At the end of the 19th century, Hamilton’s quaternions already constituted a valid alternative to the Gibbs and Heaviside formalism to represent the algebra of three-dimensional space. But a black cloud loomed on the horizon: the fact that the square of the bases of the quaternions was negative. Maxwell noted that, since kinetic energy is a quadratic form, expressing it with quaternions, would have resulted a negative quantity: unacceptable!

Furthermore, a further step occurred in 1908 when Minkowski, to express the calculations of the newborn theory of relativity, preferred to extend the Gibbs trivectors rather than use the quaternion formalism, which he considered too restrictive in the expression of the Lorentz boost.

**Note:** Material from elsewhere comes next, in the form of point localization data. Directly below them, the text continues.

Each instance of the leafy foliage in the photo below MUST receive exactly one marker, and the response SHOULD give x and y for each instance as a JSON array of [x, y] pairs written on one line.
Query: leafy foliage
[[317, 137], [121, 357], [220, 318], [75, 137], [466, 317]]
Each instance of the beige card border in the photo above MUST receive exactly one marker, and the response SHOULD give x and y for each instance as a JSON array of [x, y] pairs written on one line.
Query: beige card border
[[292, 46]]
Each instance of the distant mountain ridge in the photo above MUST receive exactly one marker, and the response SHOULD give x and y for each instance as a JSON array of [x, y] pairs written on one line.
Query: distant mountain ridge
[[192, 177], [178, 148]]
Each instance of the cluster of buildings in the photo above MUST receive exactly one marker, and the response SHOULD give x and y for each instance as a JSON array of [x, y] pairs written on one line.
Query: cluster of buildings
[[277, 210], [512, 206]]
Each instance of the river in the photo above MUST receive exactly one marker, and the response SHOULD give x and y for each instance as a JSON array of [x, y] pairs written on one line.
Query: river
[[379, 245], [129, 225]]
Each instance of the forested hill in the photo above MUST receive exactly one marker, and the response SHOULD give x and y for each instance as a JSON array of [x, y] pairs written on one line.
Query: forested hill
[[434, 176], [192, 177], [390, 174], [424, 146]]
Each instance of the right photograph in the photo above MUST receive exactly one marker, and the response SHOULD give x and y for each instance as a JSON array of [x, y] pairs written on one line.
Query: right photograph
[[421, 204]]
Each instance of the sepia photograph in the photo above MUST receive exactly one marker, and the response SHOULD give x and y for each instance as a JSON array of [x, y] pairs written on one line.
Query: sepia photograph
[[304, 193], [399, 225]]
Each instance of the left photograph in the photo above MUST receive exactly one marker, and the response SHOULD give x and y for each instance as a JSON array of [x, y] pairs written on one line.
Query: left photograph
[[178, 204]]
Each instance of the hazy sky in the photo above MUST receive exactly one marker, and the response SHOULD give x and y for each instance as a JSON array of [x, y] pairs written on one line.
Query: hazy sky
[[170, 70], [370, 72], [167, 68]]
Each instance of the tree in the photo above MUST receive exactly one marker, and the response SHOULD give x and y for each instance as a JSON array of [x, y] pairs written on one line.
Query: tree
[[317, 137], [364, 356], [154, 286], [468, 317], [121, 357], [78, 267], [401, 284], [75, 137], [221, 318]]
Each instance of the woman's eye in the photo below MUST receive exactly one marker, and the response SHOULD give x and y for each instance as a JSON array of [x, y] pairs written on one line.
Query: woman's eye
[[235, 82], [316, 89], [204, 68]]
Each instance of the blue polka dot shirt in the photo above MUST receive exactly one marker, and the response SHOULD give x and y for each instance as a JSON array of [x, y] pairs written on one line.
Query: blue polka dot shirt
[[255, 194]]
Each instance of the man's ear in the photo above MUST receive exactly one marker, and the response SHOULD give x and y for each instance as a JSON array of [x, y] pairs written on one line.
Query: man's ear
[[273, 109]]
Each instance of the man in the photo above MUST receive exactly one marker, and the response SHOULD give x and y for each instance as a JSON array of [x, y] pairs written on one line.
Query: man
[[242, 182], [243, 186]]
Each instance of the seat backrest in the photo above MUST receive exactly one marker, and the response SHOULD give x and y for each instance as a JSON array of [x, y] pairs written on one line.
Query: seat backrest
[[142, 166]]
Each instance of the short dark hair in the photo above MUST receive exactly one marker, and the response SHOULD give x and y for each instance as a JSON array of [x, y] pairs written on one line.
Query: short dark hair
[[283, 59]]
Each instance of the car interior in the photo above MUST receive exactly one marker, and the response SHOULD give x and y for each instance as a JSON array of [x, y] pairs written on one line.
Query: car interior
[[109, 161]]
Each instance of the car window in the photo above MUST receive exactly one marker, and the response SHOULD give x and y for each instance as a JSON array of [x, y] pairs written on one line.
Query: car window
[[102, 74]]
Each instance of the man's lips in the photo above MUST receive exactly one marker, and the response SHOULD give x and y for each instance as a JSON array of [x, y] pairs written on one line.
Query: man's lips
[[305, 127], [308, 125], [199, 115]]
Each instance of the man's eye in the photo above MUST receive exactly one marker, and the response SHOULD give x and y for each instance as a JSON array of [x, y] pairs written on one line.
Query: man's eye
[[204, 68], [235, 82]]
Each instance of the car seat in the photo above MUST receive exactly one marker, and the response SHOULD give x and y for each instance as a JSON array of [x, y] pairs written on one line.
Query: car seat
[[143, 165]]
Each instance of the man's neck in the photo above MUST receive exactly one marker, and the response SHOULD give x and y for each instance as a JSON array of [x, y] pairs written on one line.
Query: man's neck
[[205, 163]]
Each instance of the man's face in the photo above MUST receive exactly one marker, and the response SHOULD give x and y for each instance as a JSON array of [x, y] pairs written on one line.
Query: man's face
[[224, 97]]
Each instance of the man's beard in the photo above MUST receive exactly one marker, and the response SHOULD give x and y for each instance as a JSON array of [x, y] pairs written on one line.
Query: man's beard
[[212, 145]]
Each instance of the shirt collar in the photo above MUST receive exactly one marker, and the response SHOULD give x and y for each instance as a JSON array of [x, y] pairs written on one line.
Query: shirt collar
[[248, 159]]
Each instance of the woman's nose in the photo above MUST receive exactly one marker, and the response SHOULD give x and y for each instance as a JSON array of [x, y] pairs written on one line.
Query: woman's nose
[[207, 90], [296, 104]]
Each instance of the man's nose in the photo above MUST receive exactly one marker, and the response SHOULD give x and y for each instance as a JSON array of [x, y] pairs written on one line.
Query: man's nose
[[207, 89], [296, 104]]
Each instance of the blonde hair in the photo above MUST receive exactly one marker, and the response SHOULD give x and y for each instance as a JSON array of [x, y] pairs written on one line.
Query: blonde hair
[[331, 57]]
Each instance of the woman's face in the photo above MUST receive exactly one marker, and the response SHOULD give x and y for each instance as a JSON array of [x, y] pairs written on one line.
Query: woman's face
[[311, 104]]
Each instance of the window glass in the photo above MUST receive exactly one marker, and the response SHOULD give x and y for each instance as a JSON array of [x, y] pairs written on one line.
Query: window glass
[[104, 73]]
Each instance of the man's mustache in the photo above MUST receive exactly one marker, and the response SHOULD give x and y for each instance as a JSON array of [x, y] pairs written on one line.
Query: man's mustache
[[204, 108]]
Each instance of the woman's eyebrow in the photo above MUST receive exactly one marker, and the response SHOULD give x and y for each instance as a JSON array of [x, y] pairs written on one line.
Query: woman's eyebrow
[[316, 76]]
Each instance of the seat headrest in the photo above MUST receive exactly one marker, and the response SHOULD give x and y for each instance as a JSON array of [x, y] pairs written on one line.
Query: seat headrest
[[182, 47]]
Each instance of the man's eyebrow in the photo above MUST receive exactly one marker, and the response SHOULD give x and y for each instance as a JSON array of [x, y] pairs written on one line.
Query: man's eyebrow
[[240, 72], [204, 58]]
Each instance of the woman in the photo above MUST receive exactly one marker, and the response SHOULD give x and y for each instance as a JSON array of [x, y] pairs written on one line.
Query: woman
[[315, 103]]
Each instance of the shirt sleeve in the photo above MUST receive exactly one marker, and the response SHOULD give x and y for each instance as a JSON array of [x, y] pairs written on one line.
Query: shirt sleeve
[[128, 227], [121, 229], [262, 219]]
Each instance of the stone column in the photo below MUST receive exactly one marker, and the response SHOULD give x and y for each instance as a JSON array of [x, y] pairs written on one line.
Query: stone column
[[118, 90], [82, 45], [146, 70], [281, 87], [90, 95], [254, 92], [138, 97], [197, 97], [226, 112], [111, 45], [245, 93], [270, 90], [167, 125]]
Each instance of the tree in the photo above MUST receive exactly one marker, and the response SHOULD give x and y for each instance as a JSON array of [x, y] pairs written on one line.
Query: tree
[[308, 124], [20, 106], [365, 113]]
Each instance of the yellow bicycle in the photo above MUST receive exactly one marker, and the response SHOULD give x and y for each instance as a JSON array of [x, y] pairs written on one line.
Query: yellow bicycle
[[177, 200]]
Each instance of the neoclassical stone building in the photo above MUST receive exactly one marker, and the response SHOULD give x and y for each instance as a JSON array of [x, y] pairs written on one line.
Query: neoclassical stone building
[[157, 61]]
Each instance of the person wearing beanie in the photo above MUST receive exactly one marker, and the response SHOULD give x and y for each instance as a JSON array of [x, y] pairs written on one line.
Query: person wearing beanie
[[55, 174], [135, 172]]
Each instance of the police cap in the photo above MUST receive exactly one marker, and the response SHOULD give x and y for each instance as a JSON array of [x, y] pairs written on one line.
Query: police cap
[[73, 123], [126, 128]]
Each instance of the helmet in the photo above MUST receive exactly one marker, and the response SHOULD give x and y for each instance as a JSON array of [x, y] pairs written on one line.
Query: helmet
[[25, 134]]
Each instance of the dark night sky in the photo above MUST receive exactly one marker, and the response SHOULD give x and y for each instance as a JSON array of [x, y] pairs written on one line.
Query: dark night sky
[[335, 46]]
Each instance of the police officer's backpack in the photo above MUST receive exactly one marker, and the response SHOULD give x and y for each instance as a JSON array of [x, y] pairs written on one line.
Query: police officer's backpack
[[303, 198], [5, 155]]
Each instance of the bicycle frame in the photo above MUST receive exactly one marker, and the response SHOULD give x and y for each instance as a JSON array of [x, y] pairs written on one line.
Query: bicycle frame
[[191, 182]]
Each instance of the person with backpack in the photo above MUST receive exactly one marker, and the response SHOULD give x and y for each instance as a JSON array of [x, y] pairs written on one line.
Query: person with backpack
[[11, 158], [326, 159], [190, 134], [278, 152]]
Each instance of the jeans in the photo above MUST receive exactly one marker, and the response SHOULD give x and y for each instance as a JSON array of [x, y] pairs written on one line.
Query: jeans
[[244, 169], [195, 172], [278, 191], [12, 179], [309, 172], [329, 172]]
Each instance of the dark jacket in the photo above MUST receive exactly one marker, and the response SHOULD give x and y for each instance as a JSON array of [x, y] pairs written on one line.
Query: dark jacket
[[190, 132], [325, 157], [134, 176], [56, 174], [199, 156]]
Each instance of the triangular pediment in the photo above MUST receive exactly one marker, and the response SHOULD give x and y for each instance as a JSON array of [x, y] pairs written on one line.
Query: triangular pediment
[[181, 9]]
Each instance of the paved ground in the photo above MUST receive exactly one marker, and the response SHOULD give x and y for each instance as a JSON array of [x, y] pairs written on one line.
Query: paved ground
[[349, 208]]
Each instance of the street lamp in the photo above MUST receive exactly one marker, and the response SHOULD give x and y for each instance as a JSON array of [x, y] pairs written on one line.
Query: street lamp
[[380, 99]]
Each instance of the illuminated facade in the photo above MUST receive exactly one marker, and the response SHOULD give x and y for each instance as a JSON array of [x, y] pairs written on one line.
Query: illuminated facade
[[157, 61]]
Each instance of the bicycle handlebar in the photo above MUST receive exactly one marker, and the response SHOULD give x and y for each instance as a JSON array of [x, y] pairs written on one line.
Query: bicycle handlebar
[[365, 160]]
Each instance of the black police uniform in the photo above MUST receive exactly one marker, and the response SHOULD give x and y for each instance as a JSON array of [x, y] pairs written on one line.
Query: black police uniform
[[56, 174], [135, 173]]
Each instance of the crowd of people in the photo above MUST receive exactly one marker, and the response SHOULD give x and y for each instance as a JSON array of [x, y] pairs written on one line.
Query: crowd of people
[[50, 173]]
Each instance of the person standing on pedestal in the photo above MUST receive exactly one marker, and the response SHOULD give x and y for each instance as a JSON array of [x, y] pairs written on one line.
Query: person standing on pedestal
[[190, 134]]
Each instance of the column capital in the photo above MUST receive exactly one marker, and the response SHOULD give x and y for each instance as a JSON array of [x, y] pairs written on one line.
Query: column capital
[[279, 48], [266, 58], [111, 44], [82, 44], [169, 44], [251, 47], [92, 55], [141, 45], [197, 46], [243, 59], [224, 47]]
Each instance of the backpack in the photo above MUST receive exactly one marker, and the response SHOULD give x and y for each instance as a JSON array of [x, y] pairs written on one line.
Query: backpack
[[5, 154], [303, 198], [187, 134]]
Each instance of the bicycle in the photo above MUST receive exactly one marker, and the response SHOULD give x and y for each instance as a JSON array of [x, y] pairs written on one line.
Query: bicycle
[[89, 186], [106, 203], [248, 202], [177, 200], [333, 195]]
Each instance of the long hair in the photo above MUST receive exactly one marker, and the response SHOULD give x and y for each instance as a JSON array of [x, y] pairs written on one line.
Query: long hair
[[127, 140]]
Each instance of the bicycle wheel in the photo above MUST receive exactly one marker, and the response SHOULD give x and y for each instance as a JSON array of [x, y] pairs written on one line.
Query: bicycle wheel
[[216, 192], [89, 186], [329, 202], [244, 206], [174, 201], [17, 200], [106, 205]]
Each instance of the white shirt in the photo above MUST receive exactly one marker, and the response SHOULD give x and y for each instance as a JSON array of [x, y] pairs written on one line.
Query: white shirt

It is interesting to note that this difficulty lies in the fact that the square of the bases of the quaternions is negative: the same difficulty highlighted by Maxwell years earlier.

A further nail on the coffin of the quaterions was placed in 1927, when the formalism of the newborn quantum mechanics was born, which formalized the evolution of the wave function with a complex spinor. And that’s a real shame, considering that spinors are very close relatives of quaternions!

In short, it was true that quaternions were just a three-dimensional extension of complex numbers that simplified rotations in space, but they weren’t enough to fully describe physical space.